Bill Clinton knows how to win friends and influence people. The former president is a master of reinvention -- does anyone even remember that mini-scandal back in the mid-’90s? -- and the same talents that guided him into office have propelled him, more recently, into the stratosphere of Internet stardom. He’s celebrated for his humanitarian work . He selflessly shares vegan health tips. And he effortlessly doles out the kind of sage advice you might find stitched onto a pillow in a country cottage ("You don't have to give anybody your tomorrows").
So how did he get here, and what's his secret to success? It's simple: Clinton gives everyone he meets his full, undivided attention.
Paying attention may sound easy enough, but few of us apply our full focus when interacting with others. In our culture of distraction and multi-tasking -- where digital devices vie with actual flesh-and-blood humans for our attention -- the ability to completely engage with another person is an unusual trait. And when you consider that the average smartphone user checks his device every six and a half minutes, or that on average we give only one-third of our attention to the person we’re having a conversation with, Clinton's mastery of the art of paying attention seems even more impressive and rare.
Our own lack of attention may be part of what makes Clinton's presence even more remarkable. A 2010 Harvard study found that we spend 47 percent of our waking hours thinking about something other than what we’re doing. But countless anecdotes about Clinton suggest that his legendary charisma stems from the undivided attention he gives to every person he meets.
Here are five things Bill Clinton has taught us about paying attention.
Attention is about empathy
During a 1992 presidential debate, Clinton and George H.W. Bush were asked how the national debt affected them personally -- and the way the two politicians answered provided a whole lot of insight into their personalities.
While Bush twisted the question to take the focus off himself, before muttering his way through an explanation of how price hikes "affect everyone," Clinton walked over to the woman who asked the question, looked her in the eye, and asked her how the debt affected her.
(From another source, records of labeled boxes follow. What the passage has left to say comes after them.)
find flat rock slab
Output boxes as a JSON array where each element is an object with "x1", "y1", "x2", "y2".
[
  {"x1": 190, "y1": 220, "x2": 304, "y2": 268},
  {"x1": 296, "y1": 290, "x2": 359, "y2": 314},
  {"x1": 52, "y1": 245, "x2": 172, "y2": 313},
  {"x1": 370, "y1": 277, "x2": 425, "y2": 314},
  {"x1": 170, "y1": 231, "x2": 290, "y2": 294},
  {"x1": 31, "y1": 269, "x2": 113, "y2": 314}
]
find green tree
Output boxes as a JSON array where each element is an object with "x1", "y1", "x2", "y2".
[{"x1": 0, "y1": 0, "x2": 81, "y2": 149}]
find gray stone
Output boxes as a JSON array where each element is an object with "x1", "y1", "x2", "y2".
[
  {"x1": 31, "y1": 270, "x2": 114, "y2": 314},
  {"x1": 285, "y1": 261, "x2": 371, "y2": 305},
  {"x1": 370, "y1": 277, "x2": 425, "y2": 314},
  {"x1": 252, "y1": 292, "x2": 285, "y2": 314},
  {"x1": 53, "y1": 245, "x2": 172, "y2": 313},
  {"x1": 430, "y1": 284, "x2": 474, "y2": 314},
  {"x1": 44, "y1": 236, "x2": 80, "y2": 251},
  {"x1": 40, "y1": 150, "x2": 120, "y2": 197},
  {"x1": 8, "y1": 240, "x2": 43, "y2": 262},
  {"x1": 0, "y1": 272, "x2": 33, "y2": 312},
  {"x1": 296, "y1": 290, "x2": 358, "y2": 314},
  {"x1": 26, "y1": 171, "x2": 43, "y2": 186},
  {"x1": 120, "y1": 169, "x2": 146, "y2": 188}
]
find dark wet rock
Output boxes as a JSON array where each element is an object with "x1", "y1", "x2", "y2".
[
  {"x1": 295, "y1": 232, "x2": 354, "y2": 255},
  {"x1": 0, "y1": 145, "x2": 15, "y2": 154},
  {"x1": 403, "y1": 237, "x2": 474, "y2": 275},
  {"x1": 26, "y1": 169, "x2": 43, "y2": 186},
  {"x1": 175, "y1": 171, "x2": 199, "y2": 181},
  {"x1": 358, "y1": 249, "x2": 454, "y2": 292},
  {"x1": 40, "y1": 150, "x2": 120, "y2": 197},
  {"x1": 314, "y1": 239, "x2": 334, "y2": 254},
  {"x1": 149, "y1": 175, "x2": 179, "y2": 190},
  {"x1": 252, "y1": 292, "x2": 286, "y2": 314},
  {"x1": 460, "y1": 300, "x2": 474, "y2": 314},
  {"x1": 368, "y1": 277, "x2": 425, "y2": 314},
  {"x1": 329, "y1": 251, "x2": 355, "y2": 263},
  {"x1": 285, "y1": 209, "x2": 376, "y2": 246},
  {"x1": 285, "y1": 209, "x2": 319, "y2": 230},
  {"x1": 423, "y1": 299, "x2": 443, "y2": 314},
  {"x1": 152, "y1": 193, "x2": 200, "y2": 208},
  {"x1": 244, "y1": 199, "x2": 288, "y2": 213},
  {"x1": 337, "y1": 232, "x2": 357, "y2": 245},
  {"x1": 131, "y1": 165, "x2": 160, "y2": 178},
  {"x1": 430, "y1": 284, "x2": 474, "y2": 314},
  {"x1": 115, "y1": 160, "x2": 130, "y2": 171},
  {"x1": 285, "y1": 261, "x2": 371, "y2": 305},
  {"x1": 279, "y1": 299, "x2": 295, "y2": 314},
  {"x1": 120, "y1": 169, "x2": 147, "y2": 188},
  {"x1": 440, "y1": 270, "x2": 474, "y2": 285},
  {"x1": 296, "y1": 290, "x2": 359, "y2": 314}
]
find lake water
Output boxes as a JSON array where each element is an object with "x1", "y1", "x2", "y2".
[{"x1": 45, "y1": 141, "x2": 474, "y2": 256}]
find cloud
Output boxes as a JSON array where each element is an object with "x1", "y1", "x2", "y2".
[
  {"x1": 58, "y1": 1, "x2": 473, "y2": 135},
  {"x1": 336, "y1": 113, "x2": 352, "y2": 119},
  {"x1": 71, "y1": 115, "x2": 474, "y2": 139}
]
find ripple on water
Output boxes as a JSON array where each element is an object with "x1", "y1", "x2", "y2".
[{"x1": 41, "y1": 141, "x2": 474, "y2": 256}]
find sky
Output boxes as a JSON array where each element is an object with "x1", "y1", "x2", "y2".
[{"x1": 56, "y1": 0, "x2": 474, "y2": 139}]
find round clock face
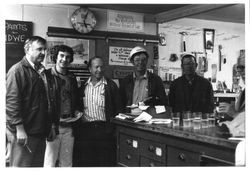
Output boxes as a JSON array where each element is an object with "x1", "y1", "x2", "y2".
[{"x1": 71, "y1": 8, "x2": 96, "y2": 33}]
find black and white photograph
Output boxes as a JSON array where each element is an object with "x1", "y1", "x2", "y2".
[{"x1": 0, "y1": 0, "x2": 250, "y2": 173}]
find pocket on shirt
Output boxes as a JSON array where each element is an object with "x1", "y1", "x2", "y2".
[{"x1": 97, "y1": 95, "x2": 105, "y2": 108}]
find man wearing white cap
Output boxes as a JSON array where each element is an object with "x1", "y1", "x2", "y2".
[{"x1": 120, "y1": 46, "x2": 167, "y2": 110}]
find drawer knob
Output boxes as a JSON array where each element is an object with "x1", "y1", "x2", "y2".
[
  {"x1": 148, "y1": 145, "x2": 155, "y2": 152},
  {"x1": 149, "y1": 163, "x2": 155, "y2": 167},
  {"x1": 126, "y1": 139, "x2": 132, "y2": 145},
  {"x1": 179, "y1": 153, "x2": 186, "y2": 161},
  {"x1": 126, "y1": 155, "x2": 131, "y2": 160}
]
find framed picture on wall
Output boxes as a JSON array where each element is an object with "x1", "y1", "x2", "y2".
[{"x1": 203, "y1": 28, "x2": 215, "y2": 52}]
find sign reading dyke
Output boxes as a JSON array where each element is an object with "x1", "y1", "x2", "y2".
[
  {"x1": 5, "y1": 20, "x2": 33, "y2": 45},
  {"x1": 107, "y1": 10, "x2": 144, "y2": 33},
  {"x1": 109, "y1": 46, "x2": 133, "y2": 66}
]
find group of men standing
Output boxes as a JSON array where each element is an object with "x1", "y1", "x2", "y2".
[{"x1": 6, "y1": 36, "x2": 243, "y2": 167}]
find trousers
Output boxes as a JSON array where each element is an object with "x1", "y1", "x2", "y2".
[
  {"x1": 8, "y1": 131, "x2": 45, "y2": 167},
  {"x1": 44, "y1": 126, "x2": 74, "y2": 167}
]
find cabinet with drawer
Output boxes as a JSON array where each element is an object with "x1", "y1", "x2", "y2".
[
  {"x1": 141, "y1": 139, "x2": 166, "y2": 164},
  {"x1": 167, "y1": 146, "x2": 200, "y2": 166},
  {"x1": 112, "y1": 120, "x2": 239, "y2": 166},
  {"x1": 117, "y1": 134, "x2": 139, "y2": 166}
]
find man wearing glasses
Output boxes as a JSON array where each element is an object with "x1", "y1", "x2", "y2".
[{"x1": 169, "y1": 54, "x2": 214, "y2": 113}]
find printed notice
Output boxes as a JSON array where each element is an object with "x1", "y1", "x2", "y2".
[
  {"x1": 107, "y1": 10, "x2": 144, "y2": 32},
  {"x1": 109, "y1": 47, "x2": 133, "y2": 66}
]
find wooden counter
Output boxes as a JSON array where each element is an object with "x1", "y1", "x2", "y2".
[{"x1": 112, "y1": 119, "x2": 239, "y2": 166}]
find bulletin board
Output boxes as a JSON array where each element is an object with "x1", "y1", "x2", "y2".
[{"x1": 5, "y1": 20, "x2": 33, "y2": 72}]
He explained how, as the governor of Arkansas, he'd seen the people in his state suffer, and how much of an impact it had on him.
"In my state, when people lose their jobs, there's a good chance I'll know them by name," Clinton said.
Attention can make the difference between a strong and a weak communicator
As a politician, Clinton understood the difference between talking at people and talking to or with them. The Guardian's Alastair Campbell called Clinton "the greatest political communicator I ever saw." Paying attention was, and still is, his secret weapon -- look no further than the debate video above for evidence.
People can tell when you’re actually listening to them – and they love it
It seems simple and obvious, but Clinton built a career on doing what most politicians can’t or won’t do: connect with ordinary people, look them in the eye and listen to what they have to say. His ability to listen was instrumental in his ability to win people over.
"All my life I’ve been interested in other people’s stories," Clinton wrote in My Life. "I wanted to know them, understand them, feel them."
Eye contact matters
Psychology Today calls eye contact the "strongest form of nonverbal communication." And according to a University of Miami study, over 43 percent of the attention we focus on someone is devoted to their eyes.
Clinton's intense eye contact is a powerful display of his attention, and in some cases, it has elicited particularly strong reactions.
During a 1999 interview with David Letterman, actress Gillian Anderson (best known for her role as special agent Scully on "The X Files") shared her belief that the secret behind Clinton’s sex appeal was "lingering eye contact,” according to celebrity news site Metro UK.
“We all, mostly women, lined up. And when he gets to you, he takes your hand and makes eye contact," Anderson reportedly said. After he leaves and he moves on to the next person, he looks back at you and seals the deal. When I got home, I expected to have a message from him, and I didn’t. I bet women across America expect it too.”
You can improve your ability to pay attention
When it comes to paying attention, great practitioners aren’t born -- they’re made. And meditation is one way to improve your ability to engage and communicate with others. As Buddhist teacher Sharon Salzberg puts it, “Training attention through meditation opens our eyes.”
Clinton has never spoken publicly about meditation, but according to the Times of India, he practices Buddhist meditation for good health and well-being.
Studies have linked meditation with improved concentration and focus, and an increased ability to avoid distractions. Just as exercise can improve the body, meditation and mindfulness can build the attention muscle through regular training. And as Bill Clinton has demonstrated, it can make you more effective in every aspect of your life.